The bill targets professionals in national security innovation, government-funded research at academic institutions and scientific or technical experts. Eric Schmidt, former chairman of Alphabet who now chairs the National Security Commission on Artificial Intelligence, endorsed the legislation Wednesday.
“It’s critical that our country remains competitive in the national security space. This bipartisan legislation will ensure the United States has the ability to provide a pathway for those who are able to fortify and bring further innovation to our national security strategy,” Stefanik said in a statement.
Safeguarding American Innovation Act
On Thursday, Sens. Portman and Tom Carper, D-Del., introduced the Safeguarding American Innovation Act, would call on the government to create a governmentwide database of federal grantees and standardize the grant application process. The legislation targets one of the ways China attempts to indirectly steal intellectual property from U.S. institutions—recruiting U.S.-based scientists and researchers to transfer U.S.-funded IP to China.
The bill further addresses the Education Department’s lack of enforcement on reporting foreign gifts from China to U.S. academic institutions.
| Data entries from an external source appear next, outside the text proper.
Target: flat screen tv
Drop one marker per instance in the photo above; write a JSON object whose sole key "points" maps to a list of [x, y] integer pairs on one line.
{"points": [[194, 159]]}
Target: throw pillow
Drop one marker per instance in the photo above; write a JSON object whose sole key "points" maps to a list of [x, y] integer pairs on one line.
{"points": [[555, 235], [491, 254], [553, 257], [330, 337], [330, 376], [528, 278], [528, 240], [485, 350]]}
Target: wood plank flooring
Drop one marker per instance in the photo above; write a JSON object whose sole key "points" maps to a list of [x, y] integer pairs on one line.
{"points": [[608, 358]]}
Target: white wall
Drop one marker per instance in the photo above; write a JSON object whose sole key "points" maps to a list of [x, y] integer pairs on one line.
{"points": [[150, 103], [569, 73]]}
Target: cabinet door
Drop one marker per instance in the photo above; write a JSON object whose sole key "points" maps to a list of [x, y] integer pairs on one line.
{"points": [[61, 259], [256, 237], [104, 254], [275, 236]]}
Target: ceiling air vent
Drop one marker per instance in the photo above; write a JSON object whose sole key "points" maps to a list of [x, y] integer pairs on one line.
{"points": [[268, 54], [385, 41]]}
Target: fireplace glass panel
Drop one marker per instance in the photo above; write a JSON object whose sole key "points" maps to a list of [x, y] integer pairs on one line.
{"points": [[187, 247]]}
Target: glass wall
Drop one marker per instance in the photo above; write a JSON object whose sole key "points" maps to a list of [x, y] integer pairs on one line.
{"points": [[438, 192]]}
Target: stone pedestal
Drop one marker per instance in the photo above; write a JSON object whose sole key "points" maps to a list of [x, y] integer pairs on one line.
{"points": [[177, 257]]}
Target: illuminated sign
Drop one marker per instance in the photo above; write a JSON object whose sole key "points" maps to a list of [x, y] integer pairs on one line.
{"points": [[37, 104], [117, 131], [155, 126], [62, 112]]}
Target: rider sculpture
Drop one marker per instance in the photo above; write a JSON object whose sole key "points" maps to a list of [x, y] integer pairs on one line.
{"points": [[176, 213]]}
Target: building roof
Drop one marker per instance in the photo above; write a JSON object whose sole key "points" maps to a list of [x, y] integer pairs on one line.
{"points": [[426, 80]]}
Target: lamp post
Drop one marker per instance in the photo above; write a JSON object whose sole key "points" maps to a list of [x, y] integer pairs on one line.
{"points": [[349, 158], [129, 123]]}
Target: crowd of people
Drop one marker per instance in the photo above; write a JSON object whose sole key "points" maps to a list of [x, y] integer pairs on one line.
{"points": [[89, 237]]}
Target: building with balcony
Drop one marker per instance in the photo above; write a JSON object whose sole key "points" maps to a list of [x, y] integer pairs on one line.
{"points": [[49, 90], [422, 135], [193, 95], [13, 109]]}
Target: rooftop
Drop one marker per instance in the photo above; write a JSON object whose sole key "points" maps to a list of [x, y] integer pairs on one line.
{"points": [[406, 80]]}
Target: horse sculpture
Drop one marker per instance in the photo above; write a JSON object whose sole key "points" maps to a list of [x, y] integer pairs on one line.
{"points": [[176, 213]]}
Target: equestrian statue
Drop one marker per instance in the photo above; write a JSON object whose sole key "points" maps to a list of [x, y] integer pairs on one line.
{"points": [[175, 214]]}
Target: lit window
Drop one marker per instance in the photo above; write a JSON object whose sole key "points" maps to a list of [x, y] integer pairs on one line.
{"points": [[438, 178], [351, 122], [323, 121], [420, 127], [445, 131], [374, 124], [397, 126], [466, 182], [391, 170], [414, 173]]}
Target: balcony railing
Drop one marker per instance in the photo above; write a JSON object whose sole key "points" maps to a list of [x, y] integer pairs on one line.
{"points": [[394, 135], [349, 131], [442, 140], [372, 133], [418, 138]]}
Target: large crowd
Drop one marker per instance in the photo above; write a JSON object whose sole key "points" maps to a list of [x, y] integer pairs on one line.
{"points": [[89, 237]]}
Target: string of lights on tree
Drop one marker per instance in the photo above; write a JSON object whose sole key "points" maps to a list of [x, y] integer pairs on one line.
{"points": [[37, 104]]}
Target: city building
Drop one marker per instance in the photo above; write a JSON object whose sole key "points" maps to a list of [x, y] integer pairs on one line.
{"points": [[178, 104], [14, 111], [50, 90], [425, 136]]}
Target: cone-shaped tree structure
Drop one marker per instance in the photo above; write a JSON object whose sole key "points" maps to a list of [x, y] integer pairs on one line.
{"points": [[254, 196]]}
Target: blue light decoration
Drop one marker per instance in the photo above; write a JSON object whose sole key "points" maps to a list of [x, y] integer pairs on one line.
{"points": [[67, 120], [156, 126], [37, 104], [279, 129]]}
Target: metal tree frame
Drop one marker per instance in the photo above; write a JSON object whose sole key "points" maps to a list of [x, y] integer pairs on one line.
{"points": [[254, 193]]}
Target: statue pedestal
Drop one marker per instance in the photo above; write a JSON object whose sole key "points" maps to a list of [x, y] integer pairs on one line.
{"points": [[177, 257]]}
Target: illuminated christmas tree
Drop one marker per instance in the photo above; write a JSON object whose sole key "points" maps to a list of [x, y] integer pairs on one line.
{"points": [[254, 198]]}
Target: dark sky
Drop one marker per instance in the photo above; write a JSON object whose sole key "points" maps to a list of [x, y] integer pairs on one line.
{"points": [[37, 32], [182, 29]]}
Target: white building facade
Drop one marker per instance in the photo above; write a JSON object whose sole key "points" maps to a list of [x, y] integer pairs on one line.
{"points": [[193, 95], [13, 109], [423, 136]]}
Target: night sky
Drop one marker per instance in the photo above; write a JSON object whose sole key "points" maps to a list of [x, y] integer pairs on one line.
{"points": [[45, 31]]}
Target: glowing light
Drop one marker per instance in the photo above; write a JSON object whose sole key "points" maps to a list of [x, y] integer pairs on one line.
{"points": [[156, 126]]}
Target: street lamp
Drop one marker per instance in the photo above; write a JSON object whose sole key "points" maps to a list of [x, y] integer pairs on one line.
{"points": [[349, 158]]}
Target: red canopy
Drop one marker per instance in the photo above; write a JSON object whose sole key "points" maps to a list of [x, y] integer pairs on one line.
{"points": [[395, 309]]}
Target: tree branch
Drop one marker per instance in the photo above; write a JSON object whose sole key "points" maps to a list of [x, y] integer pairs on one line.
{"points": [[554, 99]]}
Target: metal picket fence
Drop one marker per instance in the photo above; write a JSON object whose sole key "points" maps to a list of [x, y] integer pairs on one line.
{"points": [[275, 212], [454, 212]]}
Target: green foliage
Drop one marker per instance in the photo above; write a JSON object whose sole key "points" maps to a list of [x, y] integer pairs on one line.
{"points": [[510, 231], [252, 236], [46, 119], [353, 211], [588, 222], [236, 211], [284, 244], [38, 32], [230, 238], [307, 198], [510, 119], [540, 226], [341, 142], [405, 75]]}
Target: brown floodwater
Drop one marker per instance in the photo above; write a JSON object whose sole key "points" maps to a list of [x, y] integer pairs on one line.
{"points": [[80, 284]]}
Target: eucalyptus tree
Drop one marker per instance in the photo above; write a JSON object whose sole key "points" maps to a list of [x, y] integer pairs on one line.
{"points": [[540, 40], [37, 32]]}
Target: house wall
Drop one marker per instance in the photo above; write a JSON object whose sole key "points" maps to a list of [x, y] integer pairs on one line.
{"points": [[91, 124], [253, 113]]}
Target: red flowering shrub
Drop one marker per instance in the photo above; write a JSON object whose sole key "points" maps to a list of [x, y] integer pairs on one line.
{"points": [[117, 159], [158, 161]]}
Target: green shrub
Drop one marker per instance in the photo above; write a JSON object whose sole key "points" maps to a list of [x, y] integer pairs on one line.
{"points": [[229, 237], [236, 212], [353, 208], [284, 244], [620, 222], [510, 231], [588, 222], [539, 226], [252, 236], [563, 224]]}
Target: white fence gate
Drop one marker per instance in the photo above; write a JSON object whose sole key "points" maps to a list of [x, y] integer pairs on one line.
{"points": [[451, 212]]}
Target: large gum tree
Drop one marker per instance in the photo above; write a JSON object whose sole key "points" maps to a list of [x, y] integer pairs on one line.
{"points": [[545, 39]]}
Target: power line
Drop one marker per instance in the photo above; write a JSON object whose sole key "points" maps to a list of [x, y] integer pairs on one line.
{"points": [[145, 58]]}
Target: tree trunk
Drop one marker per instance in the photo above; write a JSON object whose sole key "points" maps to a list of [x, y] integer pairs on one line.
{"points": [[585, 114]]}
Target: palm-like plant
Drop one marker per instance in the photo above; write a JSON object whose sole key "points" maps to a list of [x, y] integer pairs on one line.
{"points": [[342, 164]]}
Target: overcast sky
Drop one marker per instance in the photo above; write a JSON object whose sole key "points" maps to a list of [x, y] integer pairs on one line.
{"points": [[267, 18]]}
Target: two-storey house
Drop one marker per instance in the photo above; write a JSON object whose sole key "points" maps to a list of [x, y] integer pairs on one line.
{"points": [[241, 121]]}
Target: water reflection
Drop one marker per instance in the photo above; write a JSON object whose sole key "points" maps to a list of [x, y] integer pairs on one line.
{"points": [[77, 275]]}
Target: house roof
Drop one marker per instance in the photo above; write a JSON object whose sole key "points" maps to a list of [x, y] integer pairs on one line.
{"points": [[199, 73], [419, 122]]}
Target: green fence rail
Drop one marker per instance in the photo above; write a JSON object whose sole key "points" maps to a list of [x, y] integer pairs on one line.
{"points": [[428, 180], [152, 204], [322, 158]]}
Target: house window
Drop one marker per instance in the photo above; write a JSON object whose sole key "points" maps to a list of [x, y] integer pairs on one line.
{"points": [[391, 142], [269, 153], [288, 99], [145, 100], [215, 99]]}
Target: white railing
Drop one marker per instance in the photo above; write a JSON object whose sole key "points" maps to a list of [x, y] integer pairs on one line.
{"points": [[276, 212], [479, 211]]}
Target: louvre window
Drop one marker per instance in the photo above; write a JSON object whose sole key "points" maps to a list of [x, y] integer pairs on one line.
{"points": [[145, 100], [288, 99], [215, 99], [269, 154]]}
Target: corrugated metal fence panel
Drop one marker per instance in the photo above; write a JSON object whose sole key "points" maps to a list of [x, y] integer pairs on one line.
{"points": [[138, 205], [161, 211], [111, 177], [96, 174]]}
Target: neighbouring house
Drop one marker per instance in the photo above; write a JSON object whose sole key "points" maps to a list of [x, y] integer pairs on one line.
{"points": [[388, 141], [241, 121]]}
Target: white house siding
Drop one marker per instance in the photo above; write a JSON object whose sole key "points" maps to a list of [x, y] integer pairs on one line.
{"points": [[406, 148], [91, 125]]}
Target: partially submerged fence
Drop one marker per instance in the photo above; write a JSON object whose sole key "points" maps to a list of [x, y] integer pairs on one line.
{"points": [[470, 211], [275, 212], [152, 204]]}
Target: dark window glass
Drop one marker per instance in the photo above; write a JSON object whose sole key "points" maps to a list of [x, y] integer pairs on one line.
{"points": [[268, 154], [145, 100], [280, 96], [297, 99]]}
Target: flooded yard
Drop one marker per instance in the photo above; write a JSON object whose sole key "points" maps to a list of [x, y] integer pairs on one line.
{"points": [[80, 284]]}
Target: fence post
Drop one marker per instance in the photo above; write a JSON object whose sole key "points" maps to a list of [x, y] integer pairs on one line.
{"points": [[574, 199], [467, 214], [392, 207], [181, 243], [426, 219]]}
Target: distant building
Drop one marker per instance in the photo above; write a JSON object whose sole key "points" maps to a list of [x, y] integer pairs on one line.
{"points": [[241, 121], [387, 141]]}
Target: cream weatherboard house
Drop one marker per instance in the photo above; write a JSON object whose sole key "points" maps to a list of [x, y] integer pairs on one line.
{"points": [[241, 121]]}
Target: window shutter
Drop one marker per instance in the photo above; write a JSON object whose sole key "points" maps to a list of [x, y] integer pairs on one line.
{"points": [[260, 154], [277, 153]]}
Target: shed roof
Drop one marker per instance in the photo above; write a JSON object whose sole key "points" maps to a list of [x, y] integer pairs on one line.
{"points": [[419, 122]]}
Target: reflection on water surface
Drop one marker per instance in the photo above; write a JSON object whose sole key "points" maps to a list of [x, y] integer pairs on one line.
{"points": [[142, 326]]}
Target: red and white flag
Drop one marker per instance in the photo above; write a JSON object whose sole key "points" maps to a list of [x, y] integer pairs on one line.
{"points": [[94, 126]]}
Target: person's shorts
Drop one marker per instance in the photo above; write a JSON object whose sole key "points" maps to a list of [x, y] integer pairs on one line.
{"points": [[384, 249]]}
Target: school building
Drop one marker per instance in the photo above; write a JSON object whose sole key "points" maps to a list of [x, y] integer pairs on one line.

The Senate Permanent Subcommittee on Investigations, led by Portman and Carper, called out Education’s lax enforcement on such gifts in a February 2019 report.
Later in the year, Education opened investigations into two American universities—the Massachusetts Institute of Technology and the University of Maryland—regarding whether they had properly reported contacts with and gifts from foreign governments or tech-related entities.
Sens. Marco Rubio, R-Fla., Maggie Hassan, D-N.H., James Risch, R-Ind., Joe Manchin, D-W.V., Thom Tillis, R-N.C., Chris Coons, D-Del., Josh Hawley, R-Mo., Jeanne Shaheen, D-N.H., John Barrasso, R-Wyo., Catherine Cortez-Masto, D-N.V., Rick Scott, R-Fla., Mike Braun, R-Ind., and Marsha Blackburn, R-Tenn., have co-sponsored the bill.
According to a joint statement from Portman and Carper, the legislation would:
- Punish individuals who intentionally fail to disclose foreign support on federal grant applications, with penalties ranging from fines and imprisonment for not more than five years or both and a five-year prohibition on receiving a federal grant.
- Strengthen the Student and Exchange Visitor Program by requiring the State Department’s exchange program sponsors to have safeguards against unauthorized access to sensitive technologies and report to State if an exchange visitor will have access to sensitive technologies.
- Strengthen the State Department’s authority to deny visas to certain foreign nationals seeking access to sensitive technologies when it is contrary to U.S. national security and economic security interests of the United States.
- Mandate a standardized U.S. government grant process by authorizing the Office of Management and Budget to work with federal grant-making agencies to standardize the grant application process; share information about grantees; and create a U.S. government-wide database of federal grantees.
- Lower the reporting threshold for U.S. schools and universities receiving foreign gifts from $250,000 to $50,000 and giving the Department of Education authority to punish schools that fail to properly report.